Assistant Professor of Physics & Astronomy
Affiliated Faculty, Vanderbilt Data Science Institute

Research Interests

My research interests are in gravitational-wave astrophysics, specifically in the nanohertz-frequency regime targeted by pulsar-timing arrays (PTAs). These involve ensembles of precisely-timed millisecond-period pulsars being used to search for correlated timing deviations induced by low-frequency gravitational waves. As such, PTAs are essentially a gravitational-wave detector synthesized on a Galactic scale. The expected gravitational-wave sources for PTAs are binary systems of supermassive black holes, formed during the merging of galaxies. I am a member of NANOGrav (the North American Nanohertz Observatory for Gravitational waves), within which I sit on the Management Team, and co-chair the Gravitational-Wave Detection Group.

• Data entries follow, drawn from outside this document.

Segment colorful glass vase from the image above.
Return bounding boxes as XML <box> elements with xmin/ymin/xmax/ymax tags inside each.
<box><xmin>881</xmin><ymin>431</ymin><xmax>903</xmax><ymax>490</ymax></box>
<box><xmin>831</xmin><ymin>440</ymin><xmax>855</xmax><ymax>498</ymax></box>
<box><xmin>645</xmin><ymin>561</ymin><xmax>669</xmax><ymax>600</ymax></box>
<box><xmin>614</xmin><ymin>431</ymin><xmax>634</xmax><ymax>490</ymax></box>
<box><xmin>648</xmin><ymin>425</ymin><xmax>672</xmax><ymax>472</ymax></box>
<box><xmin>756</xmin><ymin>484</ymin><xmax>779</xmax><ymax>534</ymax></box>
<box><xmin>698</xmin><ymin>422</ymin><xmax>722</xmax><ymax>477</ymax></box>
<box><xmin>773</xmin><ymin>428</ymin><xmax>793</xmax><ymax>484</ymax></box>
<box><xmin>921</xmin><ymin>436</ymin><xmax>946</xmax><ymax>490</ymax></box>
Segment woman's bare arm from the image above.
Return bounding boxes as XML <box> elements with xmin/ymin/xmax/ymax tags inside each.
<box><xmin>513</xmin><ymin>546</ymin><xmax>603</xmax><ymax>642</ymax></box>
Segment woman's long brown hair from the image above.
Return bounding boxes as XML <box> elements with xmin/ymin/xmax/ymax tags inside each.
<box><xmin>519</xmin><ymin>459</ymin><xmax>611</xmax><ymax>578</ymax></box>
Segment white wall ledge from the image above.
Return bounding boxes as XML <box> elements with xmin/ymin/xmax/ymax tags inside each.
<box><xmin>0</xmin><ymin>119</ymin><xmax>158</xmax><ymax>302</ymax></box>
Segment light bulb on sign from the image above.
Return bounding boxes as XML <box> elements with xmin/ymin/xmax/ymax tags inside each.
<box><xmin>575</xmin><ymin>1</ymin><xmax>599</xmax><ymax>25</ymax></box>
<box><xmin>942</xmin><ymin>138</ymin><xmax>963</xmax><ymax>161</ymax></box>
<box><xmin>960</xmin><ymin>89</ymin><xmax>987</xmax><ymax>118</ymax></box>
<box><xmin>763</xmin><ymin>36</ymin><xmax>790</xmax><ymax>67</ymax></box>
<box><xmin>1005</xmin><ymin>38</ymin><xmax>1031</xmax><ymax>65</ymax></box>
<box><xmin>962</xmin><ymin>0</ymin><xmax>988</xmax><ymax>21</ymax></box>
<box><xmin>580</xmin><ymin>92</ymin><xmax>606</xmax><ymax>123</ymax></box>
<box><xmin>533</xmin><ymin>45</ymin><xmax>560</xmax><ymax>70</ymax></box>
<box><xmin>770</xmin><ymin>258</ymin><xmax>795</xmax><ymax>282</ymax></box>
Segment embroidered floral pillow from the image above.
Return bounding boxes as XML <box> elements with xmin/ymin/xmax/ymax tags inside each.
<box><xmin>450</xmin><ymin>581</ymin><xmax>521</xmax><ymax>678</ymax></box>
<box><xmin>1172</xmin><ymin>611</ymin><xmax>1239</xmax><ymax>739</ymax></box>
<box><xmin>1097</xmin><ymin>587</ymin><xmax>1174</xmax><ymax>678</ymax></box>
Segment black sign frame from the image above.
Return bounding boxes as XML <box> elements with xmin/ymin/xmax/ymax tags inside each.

I am also a member of the International Pulsar Timing Array collaboration.

Current projects in my lab include

  • Developing accelerated statistical approaches for spectral and spatial characterization of a background of nanohertz-frequency gravitational waves.
  • Using PTAs to search for angular structure in the gravitational-wave background as a means to map the distribution of supermassive binaries in the local Universe.
  • Developing multi-messenger tools (i.e., unifying information from photons and gravitational waves) to enhance our abilities to find and characterize individual supermassive black-hole binary systems.

Bio

Dr. Stephen R. Taylor is an Assistant Professor of Physics & Astronomy, and an affiliated faculty member in Vanderbilt’s Data Science Institute. His research group is VIPER (the Vanderbilt Initiative in Probes of Extreme Relativity), which uses astrophysical simulations, statistical inference, and mathematical tools, to study black holes and compact objects through gravitational waves. His research is supported by the NSF. He was awarded a Dean’s Faculty Fellowship by the College of Arts & Science in 2019. Dr. Taylor is also committed to teaching, having revamped ASTR 3900: General Relativity & Cosmology to incorporate the latest advances and discoveries in relativistic astrophysics, cross-listed it as a graduate level course (ASTR 8090: Relativistic Astrophysics), and developed a new graduate-level course in statistical inference and data mining (ASTR 8070: Astro-statistics). Dr. Taylor recently launched a summer school program at Vanderbilt in pulsar-timing array gravitational-wave astrophysics. He joined the Vanderbilt faculty in 2019.